期刊名称:International Journal of Advanced Computer Science and Applications(IJACSA)
印刷版ISSN:2158-107X
电子版ISSN:2156-5570
出版年度:2019
卷号:10
期号:12
DOI:10.14569/IJACSA.2019.0101253
出版社:Science and Information Society (SAI)
摘要:The earliest modification of Latent Dirichlet Allocation (LDA) in terms of words or document attributes is by relaxing its exchangeability assumption via the Bag-of-word (BoW) matrix. Several authors have proposed many modifications of the original LDA by focusing on model that assumes the current topic depends on the words from previous topic. Most of the earlier work ignored the document length distribution since it is assumed that it will fizzle out at the modelling stage.
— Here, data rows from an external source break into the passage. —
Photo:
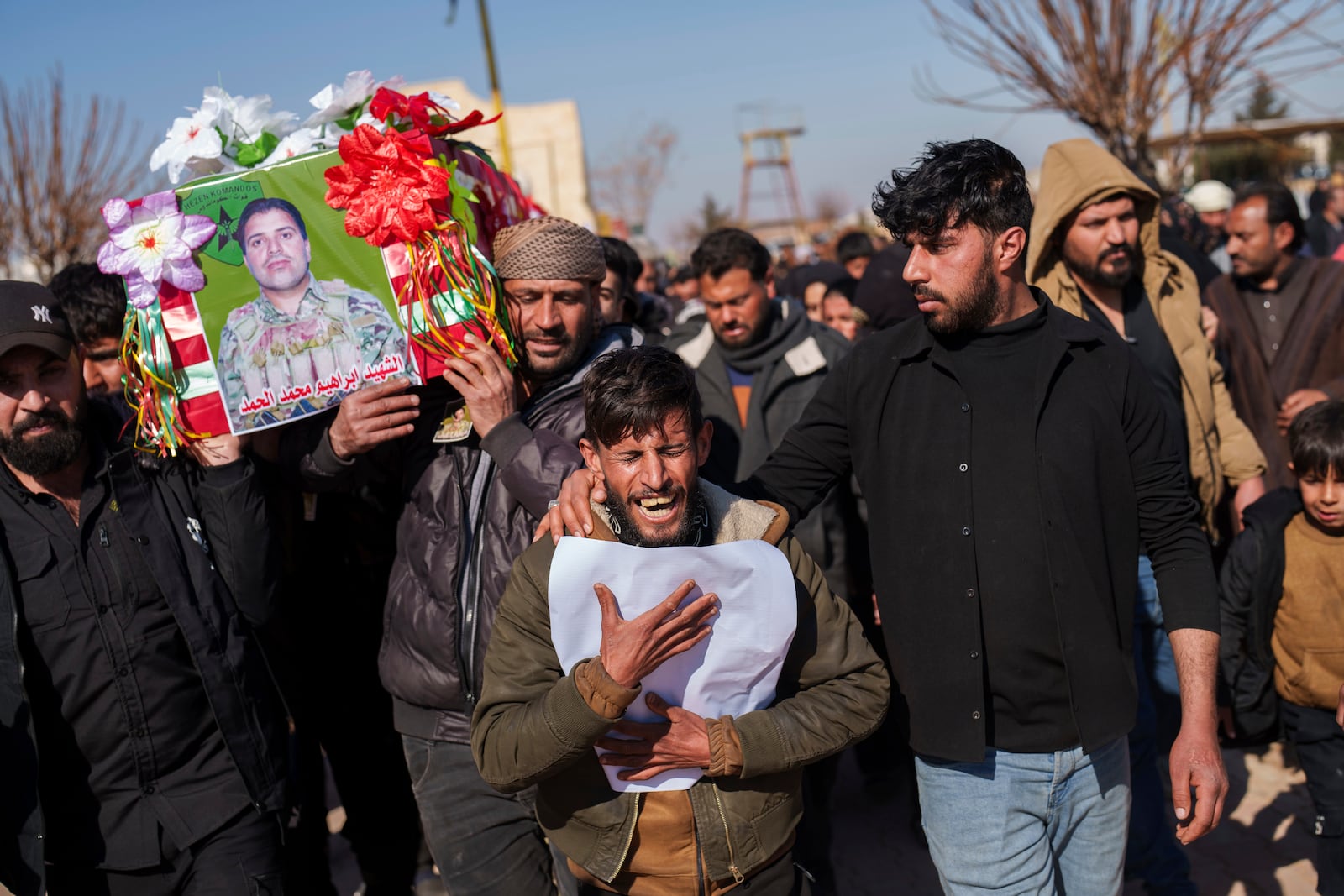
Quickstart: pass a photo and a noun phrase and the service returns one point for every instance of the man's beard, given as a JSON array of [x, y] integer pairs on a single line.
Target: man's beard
[[687, 533], [1092, 271], [45, 454], [553, 367], [974, 311]]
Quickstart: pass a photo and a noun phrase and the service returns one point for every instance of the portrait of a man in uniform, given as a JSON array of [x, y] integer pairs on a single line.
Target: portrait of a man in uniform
[[302, 343]]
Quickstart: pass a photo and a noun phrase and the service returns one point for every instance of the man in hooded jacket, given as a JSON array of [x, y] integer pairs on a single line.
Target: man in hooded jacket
[[1095, 250]]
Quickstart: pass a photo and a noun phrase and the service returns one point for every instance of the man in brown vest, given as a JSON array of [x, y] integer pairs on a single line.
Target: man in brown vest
[[1283, 320]]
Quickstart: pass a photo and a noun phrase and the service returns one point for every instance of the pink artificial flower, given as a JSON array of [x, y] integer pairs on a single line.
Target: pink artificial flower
[[151, 244]]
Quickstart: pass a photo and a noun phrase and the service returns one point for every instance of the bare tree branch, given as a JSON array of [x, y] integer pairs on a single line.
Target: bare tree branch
[[58, 165], [1121, 66], [629, 181]]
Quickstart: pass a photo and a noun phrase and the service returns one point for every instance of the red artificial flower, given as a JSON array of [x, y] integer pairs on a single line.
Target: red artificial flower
[[423, 113], [470, 121], [385, 186]]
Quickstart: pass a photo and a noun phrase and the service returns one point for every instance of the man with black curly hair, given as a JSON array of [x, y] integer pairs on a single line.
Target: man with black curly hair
[[1014, 458]]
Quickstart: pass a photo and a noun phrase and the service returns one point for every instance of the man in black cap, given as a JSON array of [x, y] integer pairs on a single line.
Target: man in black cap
[[139, 730]]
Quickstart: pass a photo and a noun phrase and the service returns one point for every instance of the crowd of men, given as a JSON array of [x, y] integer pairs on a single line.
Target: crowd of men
[[1000, 463]]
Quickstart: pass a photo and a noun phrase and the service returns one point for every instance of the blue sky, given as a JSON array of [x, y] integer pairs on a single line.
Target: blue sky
[[846, 66]]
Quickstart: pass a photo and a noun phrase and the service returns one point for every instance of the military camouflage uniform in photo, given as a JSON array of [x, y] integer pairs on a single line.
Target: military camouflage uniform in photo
[[336, 329]]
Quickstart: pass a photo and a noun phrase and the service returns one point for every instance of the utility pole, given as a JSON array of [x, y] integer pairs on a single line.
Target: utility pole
[[495, 87]]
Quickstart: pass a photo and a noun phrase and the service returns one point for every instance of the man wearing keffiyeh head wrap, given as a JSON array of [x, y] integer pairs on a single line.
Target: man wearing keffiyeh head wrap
[[484, 449], [553, 270]]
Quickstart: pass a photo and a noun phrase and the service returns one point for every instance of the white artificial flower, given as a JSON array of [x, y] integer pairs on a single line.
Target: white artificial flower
[[335, 102], [192, 141], [299, 143], [244, 118]]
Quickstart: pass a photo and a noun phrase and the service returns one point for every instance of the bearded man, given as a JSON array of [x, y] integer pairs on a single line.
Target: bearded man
[[1014, 458], [141, 739], [647, 438], [1095, 251]]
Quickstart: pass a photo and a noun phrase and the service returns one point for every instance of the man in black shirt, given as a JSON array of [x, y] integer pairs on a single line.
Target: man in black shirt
[[141, 734], [1095, 251], [1007, 594]]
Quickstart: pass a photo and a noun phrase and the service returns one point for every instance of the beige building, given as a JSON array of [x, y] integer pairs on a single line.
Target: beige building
[[546, 147]]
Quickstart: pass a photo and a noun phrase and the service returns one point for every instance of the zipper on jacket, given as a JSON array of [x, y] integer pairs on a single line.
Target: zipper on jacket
[[629, 839], [727, 836], [470, 582]]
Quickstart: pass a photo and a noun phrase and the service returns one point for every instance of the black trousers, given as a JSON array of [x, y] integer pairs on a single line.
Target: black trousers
[[780, 878], [1320, 748], [241, 859]]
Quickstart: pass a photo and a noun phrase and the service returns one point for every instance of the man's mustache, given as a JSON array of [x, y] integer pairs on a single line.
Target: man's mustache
[[40, 418]]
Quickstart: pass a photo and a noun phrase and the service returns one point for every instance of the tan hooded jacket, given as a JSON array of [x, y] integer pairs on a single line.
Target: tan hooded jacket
[[1079, 174]]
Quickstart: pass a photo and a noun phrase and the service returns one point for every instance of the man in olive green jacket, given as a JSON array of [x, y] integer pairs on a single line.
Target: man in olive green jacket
[[1079, 179], [537, 725], [1095, 250]]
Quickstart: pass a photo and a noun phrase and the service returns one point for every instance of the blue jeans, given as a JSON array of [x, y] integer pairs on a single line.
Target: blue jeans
[[1153, 853], [484, 842], [1050, 822]]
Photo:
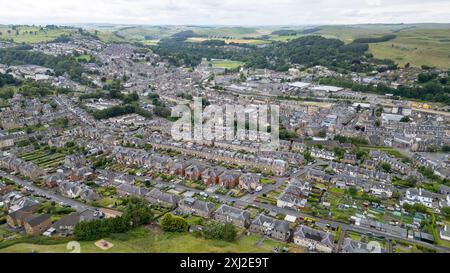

Thus, in this paper, the Poisson document length distribution of LDA model is replaced with Generalized Poisson (GP) distribution which has the strength of capturing complex structures. The main strengths of GP are in capturing overdispersed (variance larger than mean) and under dispersed (variance smaller than mean) count data. The Poisson distribution used by LDA strongly relies on the assumption that the mean and variance of document lengths are equal. This assumption is often unrealistic with most real-life text data where the variance of document length may be greater than or less than their mean. Approximate estimate of the GPLDA model parameters was achieved using Newton-Raphson approximation technique of log-likelihood. Performance and comparative analysis of GPLDA with LDA using accuracy and F1 showed improved results.